In the dump from our FIFO index above we saw that block 25166642 was on the boundary between nearly empty and nearly full blocks – so let’s dump it, just in case there’s something interesting in it:
select dbms_utility.data_block_address_file('25166642') rel_file, dbms_utility.data_block_address_block('25166642') block from dual ; REL_FILE BLOCK ---------- ---------- 6 818 1 row selected. alter system dump datafile 6 block 818;
I’m not going to go through the details of reading the symbolic dump of an index block – there are several resources on the Internet that will give you that information (Richard Foote’s blog is the obvious first place to look); the only point I want to make is that starting from an overview of the index tree you might have some clues to follow about WHY an index might be less efficient than you expect and a mechanism that allows you to examine the critical data very closely.

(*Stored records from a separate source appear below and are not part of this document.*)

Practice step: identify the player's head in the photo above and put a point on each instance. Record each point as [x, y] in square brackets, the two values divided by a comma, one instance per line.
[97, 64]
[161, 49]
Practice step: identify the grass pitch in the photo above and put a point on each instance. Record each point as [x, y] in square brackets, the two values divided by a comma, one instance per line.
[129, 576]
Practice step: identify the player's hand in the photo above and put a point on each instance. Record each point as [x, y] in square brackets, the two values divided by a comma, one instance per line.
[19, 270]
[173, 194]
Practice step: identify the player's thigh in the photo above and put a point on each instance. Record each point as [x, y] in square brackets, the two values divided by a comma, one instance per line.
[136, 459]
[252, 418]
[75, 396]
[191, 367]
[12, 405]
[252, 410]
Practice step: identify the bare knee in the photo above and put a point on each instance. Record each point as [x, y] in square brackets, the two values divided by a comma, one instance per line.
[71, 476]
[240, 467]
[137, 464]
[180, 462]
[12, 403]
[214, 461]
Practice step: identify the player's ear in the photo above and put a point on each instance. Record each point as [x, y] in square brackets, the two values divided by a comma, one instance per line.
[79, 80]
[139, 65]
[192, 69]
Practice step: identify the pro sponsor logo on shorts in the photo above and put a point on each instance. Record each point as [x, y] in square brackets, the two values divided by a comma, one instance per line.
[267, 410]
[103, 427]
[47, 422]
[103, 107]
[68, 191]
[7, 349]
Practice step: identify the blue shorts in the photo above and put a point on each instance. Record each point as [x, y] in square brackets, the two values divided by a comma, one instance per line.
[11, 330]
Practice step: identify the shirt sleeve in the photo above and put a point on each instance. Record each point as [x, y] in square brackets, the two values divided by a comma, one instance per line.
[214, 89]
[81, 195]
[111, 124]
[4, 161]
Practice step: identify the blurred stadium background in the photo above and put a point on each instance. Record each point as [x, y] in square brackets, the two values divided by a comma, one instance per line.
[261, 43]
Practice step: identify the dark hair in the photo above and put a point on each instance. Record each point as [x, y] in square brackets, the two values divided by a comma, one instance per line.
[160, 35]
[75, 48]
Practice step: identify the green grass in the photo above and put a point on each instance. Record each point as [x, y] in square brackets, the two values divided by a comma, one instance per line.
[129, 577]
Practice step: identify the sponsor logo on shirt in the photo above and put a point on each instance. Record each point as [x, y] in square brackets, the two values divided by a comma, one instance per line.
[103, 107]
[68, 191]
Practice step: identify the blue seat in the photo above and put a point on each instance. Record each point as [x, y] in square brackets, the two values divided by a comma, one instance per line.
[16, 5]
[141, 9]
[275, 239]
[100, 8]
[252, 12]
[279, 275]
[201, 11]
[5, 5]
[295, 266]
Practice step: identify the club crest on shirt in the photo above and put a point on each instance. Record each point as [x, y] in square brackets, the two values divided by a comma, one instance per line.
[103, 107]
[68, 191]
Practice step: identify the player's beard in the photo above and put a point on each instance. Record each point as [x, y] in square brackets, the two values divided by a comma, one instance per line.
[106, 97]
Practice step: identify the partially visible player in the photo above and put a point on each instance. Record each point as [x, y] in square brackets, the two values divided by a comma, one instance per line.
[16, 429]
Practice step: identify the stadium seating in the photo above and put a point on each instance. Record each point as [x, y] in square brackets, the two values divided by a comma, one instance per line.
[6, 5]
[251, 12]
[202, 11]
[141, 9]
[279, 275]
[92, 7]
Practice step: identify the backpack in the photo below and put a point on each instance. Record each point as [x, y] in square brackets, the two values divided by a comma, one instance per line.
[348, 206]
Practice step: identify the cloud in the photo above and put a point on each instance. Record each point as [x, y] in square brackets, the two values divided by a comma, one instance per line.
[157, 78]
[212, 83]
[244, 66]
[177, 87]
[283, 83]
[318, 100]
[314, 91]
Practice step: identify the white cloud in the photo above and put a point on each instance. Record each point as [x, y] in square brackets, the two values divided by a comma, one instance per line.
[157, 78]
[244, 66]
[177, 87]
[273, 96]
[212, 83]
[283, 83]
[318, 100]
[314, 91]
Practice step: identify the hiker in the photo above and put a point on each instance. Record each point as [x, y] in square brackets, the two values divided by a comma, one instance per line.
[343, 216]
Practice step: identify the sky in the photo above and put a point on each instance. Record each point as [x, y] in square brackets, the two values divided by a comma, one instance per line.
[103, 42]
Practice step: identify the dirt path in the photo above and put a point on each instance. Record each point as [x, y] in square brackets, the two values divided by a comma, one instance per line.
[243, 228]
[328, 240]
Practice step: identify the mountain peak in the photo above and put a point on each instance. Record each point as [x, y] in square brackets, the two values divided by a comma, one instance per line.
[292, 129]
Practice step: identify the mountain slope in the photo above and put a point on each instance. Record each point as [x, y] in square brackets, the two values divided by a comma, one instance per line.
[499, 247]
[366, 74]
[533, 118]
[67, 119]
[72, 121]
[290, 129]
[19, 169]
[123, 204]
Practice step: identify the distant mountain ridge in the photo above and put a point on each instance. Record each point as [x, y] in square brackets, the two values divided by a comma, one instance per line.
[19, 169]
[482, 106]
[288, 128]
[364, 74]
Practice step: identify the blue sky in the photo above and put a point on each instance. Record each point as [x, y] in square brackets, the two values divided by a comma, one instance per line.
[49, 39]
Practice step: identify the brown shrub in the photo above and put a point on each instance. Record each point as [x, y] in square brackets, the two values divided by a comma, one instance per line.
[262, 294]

One warning – I’ve cheated a little on my calls to dbms_utility, it reports the tablespace-relative file number, not the absolute file number that the dump command needs. This is fine if you have a “small” number of files in your system (less than 1023) because the relative file number will (probably) match the absolute file number, but if you have a very large number of files you will have to know which tablespace you’re looking at and work out the absolute file number – the following query demonstrates the method:
select df.file#, df.rfile# from v$datafile df, v$tablespace ts where ts.name = 'TEST_8K_ASSM' and df.ts# = ts.ts# ;
B-tree indexes on randomly arriving data tend to operate at an average of 70% space-efficiency (30% free space). If you have reason to think that some of your indexes are behaving unreasonably and suspect that a rebuild will help performance then there are some tools that will allow you to examine the index at a level of detail that can be helpful without introducing an overwhelmingly huge load on the system. It’s always possible to estimate a reasonable size of and index, and if the index doesn’t match expectations the treedump command is a good next step, and may give you some important clues about why your index isn’t following the typical pattern. The dbms_space package tells you about empty blocks, and the dump command can show you the content of any potentially interesting blocks.